How much you can get away with depends on how strictly local police choose to enforce the law; nothing requires, for example, that a police department have a vice squad devoted to rooting out victimless sexual crimes in the first place. Austin's 20-officer vice squad was disbanded in 1998, and its responsibilities were devolved to the various street response units, on the assumption that different neighborhoods had different problems, not all of them directly related to so-called vice.
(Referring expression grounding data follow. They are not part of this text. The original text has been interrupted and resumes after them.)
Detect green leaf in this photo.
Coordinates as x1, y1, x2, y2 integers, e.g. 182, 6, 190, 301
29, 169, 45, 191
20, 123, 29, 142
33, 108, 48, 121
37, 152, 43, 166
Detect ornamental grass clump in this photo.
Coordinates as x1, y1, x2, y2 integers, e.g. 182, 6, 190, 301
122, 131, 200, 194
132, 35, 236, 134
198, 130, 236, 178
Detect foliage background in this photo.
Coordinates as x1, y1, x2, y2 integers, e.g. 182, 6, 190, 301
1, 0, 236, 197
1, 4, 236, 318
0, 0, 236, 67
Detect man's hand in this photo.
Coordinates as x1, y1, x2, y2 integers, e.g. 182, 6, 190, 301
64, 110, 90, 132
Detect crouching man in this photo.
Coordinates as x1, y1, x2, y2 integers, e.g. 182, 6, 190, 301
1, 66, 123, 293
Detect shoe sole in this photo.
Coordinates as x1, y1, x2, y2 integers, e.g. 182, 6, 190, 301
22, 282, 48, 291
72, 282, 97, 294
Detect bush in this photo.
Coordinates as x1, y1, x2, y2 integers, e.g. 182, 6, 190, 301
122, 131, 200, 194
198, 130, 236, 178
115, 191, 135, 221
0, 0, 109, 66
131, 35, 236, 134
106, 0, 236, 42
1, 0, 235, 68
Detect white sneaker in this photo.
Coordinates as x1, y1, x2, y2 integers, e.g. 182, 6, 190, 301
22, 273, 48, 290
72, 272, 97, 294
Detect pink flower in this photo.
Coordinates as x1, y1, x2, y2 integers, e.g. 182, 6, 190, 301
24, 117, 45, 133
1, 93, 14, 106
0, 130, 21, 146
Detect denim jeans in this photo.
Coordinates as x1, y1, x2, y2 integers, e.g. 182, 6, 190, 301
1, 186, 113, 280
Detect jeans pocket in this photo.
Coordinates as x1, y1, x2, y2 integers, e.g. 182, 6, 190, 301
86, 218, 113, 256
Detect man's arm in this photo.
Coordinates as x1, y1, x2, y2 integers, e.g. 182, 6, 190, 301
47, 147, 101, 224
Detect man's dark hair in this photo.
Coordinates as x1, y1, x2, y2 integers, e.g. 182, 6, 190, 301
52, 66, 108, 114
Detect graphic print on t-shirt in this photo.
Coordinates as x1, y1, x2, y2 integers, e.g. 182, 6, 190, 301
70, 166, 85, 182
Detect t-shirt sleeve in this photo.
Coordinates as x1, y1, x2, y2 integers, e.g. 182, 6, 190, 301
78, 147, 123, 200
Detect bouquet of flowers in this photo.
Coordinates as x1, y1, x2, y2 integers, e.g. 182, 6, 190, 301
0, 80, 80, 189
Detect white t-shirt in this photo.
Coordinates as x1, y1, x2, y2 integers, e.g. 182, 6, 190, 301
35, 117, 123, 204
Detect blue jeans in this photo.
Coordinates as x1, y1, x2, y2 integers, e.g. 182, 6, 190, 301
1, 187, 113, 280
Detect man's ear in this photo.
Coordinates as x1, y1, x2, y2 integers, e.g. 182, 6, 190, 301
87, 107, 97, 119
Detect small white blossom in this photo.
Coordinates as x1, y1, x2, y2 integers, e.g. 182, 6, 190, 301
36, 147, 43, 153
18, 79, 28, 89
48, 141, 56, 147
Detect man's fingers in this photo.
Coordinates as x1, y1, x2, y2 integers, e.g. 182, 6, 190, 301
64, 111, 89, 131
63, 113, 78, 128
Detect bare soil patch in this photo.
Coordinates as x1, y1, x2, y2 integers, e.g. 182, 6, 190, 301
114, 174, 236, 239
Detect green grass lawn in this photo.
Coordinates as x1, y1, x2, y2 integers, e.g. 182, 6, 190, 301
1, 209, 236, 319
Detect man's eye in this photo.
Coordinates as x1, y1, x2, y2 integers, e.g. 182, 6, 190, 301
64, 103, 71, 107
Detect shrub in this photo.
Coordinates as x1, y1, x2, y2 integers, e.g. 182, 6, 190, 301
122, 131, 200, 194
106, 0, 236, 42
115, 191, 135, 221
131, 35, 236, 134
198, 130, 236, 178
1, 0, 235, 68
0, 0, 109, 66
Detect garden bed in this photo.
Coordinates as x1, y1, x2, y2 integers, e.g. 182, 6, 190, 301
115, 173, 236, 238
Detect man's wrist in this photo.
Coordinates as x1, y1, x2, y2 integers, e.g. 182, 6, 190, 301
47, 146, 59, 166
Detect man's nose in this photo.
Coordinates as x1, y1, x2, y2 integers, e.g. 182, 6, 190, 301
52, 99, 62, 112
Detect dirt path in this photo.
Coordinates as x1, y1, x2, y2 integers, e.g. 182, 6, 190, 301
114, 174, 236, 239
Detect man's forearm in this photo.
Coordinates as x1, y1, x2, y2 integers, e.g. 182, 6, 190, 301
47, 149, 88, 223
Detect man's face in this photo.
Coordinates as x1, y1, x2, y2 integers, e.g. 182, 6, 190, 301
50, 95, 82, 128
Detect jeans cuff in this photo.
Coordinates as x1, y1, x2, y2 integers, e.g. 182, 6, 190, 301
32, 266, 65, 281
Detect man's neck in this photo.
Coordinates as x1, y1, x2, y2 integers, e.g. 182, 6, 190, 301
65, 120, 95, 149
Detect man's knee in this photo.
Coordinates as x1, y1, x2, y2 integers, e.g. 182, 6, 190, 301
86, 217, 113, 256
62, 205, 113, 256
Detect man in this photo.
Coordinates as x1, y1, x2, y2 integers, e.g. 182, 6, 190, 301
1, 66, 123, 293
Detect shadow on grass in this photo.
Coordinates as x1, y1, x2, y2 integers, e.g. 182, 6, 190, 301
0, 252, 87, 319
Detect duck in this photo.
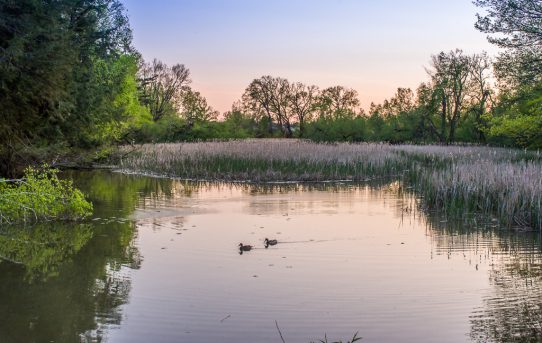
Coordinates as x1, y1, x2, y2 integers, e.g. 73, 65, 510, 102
264, 238, 278, 248
239, 243, 253, 252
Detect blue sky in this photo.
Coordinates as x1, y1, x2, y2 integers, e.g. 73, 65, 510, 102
122, 0, 498, 112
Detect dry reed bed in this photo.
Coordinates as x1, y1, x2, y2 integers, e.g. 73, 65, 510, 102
117, 140, 542, 230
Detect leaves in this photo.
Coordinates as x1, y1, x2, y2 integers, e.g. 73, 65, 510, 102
0, 165, 93, 225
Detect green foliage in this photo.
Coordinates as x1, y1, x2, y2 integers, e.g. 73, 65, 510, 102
69, 54, 152, 147
486, 83, 542, 148
474, 0, 542, 87
487, 115, 542, 148
305, 117, 367, 142
472, 1, 542, 149
220, 110, 258, 138
180, 88, 219, 124
0, 166, 93, 225
0, 0, 139, 175
129, 115, 190, 142
129, 112, 258, 143
0, 0, 133, 143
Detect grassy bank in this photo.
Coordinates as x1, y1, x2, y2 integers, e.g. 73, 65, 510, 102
116, 139, 542, 230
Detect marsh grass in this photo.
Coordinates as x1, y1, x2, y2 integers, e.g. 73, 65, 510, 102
116, 139, 542, 230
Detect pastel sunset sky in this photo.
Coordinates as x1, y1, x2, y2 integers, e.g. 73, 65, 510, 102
122, 0, 499, 113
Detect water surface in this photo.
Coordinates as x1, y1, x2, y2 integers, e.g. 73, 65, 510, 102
0, 171, 541, 342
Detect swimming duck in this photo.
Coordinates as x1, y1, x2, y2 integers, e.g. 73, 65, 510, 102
264, 238, 278, 248
239, 243, 253, 252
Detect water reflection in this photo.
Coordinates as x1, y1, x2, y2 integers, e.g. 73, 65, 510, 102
1, 171, 542, 342
0, 171, 144, 342
99, 174, 542, 342
0, 223, 93, 281
424, 212, 542, 343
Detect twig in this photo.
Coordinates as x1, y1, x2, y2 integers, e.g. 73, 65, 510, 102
275, 320, 286, 343
0, 254, 23, 265
119, 145, 139, 159
220, 314, 231, 323
0, 178, 26, 183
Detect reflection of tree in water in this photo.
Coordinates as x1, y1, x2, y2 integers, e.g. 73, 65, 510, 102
424, 212, 542, 343
6, 170, 540, 342
0, 220, 139, 342
470, 246, 542, 343
0, 170, 150, 343
0, 223, 94, 281
96, 175, 542, 343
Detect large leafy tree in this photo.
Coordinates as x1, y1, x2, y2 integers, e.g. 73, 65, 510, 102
426, 50, 472, 143
180, 89, 219, 125
0, 0, 136, 174
288, 83, 319, 137
242, 76, 293, 137
317, 86, 360, 120
474, 0, 542, 148
474, 0, 542, 86
138, 59, 191, 121
423, 50, 492, 143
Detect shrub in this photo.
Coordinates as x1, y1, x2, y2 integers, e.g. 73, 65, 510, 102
0, 165, 93, 225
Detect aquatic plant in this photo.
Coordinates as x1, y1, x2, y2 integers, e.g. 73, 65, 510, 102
116, 140, 542, 230
0, 165, 93, 225
311, 332, 362, 343
117, 140, 404, 181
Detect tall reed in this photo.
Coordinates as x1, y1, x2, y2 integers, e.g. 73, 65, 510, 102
116, 140, 542, 230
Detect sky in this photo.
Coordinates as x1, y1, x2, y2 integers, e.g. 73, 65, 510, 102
122, 0, 499, 113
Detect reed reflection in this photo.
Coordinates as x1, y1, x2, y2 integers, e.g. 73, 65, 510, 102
423, 211, 542, 343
According to APD Assistant Chief Rick Coy, who heads the department's organized crime division and oversaw a major reorganization of the department two years ago, the problems vary widely from area to area; in Northwest Austin, Coy says, the biggest problem is burglary; in most of East Austin, it's drugs.

Major long-term investigations involving sexually oriented businesses continue under the department's organized crime division, but an APD spokeswoman says most one-time "stings" on such businesses involve sexual behavior -- e.g., indecent exposure and prostitution -- not trade in sexual devices.

It wasn't always that way. As recently as the late Eighties and early Nineties, at least two high-profile raids were conducted on local shops by two prominent vice squad commanders. Forbidden Fruit was raided by the notorious Bubba Cates in 1989 (for offering dildos, vibrators, and other so-called contraband); and four years later, Planet K got stung by Cates' successor Jack Kelly, for selling a plastic inflatable sheep.

"They came flying through the door, busted in, and ransacked the place, and took everything they could get their hands on," recalls Lynn, the owner of Forbidden Fruit (who spoke to the Chronicle on the condition that her last name not be used). According to a news report in the Austin American-Statesman the day after the raid, the sting "netted about 400 sexual devices and the arrest of the store manager," Carole Vise. After taking a huge loss in the raid, the store got more careful about the packaging and display of its merchandise, most of which is marketed almost exclusively to women.

The irony -- that most sex crimes are committed by men, yet the people targeted by "obscene device" laws are predominantly women -- isn't lost on Lynn, who speculates that the men writing the laws "must have three-inch penises" to be so concerned about regulating female pleasure. Still, no one has talked seriously about rescinding the law since it was passed in 1973.

On the bright side, the dildo law -- or the "obscenity" ordinance, as puritans would have it -- has made adult-oriented businesses more creative about what they sell and how they sell it. Forbidden Fruit, for example, could probably get by, financially speaking, on its piercing and fetishwear businesses alone, not to mention its massive (and perfectly legal) collection of bondage gear. They're even branching out into e-commerce, but unlike such massive mail-order companies as Xandria and Adam and Eve, they won't let any "questionable" merchandise cross state lines. Instead, Lynn says, they'll focus on things you can find only in Texas: custom body harnesses, handmade leather restraints, and other toys the laws of Texas smile upon.